On the plus side though, it gave him the perfect opportunity to return to Gibraltar and southern Spain.
"I thought to myself, if I don't do it now, then I'll never do it," said the 41-year-old.
"I fell in love with the place and always dreamed of coming back, so when I got the opportunity that's exactly what I did. My wife at the time didn't like it here, so there was no way I was going to move here with her.
"I thought if it works, it works, and if not, I can always come back to my old job. But once I got here last summer there was no way I was going back - you couldn't drag me back to Scotland!"
Born in Irvine in Ayrshire, in 1978, Scott joined the army at 21 years of age, after growing up in Saltcoats, a small fishing village on the west coast of Scotland.
Now living in Manilva and commuting to Gibraltar, the Celtic Football Club fan works for a security firm on the Rock as his main job.
However, more interestingly, he has also discovered he has a knack for writing, after self-publishing three books in the past 12 months.
The prolific writer told SUR in English that he started writing about two years ago, after being asked to write a blog for an American Celtic FC website.
He explained: "I ended up taking over the website. I then went on to write for another two websites and then started on my first book.
"To be honest I was bored at night after moving out here. I didn't have a girlfriend at the time and one night I just got the laptop out and started writing, and that was it. I already had the idea for a story in my head, and as I started writing, more ideas came to me. In the end my first book took me about a month to write."
Asked how long he spends writing each day, he explained that it depends, with anything from 30 minutes to four hours if he "gets in the flow".
He added: "After finishing my first book I spoke to a few mates who were writers and they said I should go down the route of self-publishing and get myself a proofreader." Fast forward a year and Scott has now self-published three books: The Bunnet, Hugo and The Factory Girls.
He said that he's now making money from his books through Amazon, and that local book shops in his home town are also selling them.
He said: "I wasn't really interested in writing at school to be honest. It's come later in life, I guess I'm a late bloomer."
Pressed on how it feels to be an author, he said it feels "surreal" and that the feedback so far has been amazing.

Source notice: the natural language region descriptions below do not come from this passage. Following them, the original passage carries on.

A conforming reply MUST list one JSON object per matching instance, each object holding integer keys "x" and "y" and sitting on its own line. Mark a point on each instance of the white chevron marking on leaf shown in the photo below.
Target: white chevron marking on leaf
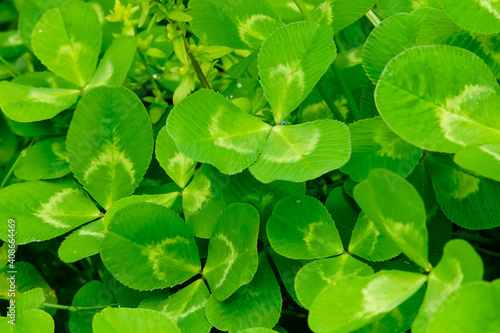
{"x": 52, "y": 208}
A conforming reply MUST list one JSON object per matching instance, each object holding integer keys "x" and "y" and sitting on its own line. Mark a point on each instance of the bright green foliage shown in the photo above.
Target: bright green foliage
{"x": 257, "y": 304}
{"x": 82, "y": 243}
{"x": 484, "y": 160}
{"x": 243, "y": 25}
{"x": 25, "y": 321}
{"x": 457, "y": 110}
{"x": 460, "y": 193}
{"x": 209, "y": 128}
{"x": 52, "y": 209}
{"x": 186, "y": 308}
{"x": 399, "y": 319}
{"x": 92, "y": 294}
{"x": 303, "y": 152}
{"x": 115, "y": 63}
{"x": 369, "y": 243}
{"x": 460, "y": 265}
{"x": 232, "y": 254}
{"x": 243, "y": 187}
{"x": 112, "y": 320}
{"x": 486, "y": 18}
{"x": 178, "y": 166}
{"x": 202, "y": 201}
{"x": 24, "y": 103}
{"x": 396, "y": 208}
{"x": 344, "y": 212}
{"x": 320, "y": 165}
{"x": 370, "y": 298}
{"x": 67, "y": 40}
{"x": 315, "y": 276}
{"x": 291, "y": 62}
{"x": 302, "y": 228}
{"x": 287, "y": 270}
{"x": 437, "y": 28}
{"x": 110, "y": 143}
{"x": 402, "y": 30}
{"x": 166, "y": 200}
{"x": 46, "y": 159}
{"x": 31, "y": 299}
{"x": 374, "y": 145}
{"x": 30, "y": 13}
{"x": 472, "y": 308}
{"x": 30, "y": 279}
{"x": 162, "y": 244}
{"x": 390, "y": 7}
{"x": 344, "y": 12}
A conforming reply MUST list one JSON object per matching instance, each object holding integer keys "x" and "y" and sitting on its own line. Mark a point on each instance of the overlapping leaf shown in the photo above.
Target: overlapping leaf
{"x": 460, "y": 193}
{"x": 486, "y": 18}
{"x": 315, "y": 276}
{"x": 424, "y": 101}
{"x": 162, "y": 244}
{"x": 291, "y": 62}
{"x": 110, "y": 143}
{"x": 51, "y": 209}
{"x": 484, "y": 160}
{"x": 302, "y": 228}
{"x": 257, "y": 304}
{"x": 25, "y": 103}
{"x": 241, "y": 25}
{"x": 46, "y": 159}
{"x": 83, "y": 242}
{"x": 396, "y": 209}
{"x": 232, "y": 254}
{"x": 370, "y": 298}
{"x": 209, "y": 128}
{"x": 472, "y": 308}
{"x": 116, "y": 62}
{"x": 374, "y": 145}
{"x": 186, "y": 308}
{"x": 125, "y": 320}
{"x": 460, "y": 265}
{"x": 303, "y": 152}
{"x": 369, "y": 243}
{"x": 202, "y": 200}
{"x": 67, "y": 40}
{"x": 178, "y": 166}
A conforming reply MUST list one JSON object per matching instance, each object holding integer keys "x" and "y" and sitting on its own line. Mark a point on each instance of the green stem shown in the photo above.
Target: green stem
{"x": 347, "y": 92}
{"x": 491, "y": 253}
{"x": 11, "y": 170}
{"x": 75, "y": 308}
{"x": 327, "y": 97}
{"x": 343, "y": 83}
{"x": 12, "y": 69}
{"x": 373, "y": 18}
{"x": 196, "y": 65}
{"x": 303, "y": 10}
{"x": 150, "y": 74}
{"x": 474, "y": 237}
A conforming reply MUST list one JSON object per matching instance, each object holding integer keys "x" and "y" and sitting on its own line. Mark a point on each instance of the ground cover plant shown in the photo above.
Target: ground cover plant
{"x": 250, "y": 166}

Scott said: "The feedback from family and friends has been brilliant. Most, if not all have read the books. They're normally your toughest critics, but it's all been positive."
In addition to writing fiction, Scott also writes for two online Celtic FC websites; ACSOM (A Celtic State Of Mind) and a Celtic fanzine named More Than 90 Minutes.
Asked where he gets his ideas from, Scott explained that his second book, Hugo, which is based in La Linea, contains a lot of real life events that have happened involving the drug trade in the border town.
He went on to say the book is about a Scottish guy who inadvertently takes over the drugs trade on the Costa del Sol in the 1990s.
As for any tips for budding writers, he added: "Go for it for sure! I didn't think one person would want to read anything I ever came up with. There's talk of turning my books into a TV series or a film already.
"Just go for it, you never know."
Looking forward, Scott plans to carry on writing fiction and is currently working on a children's book.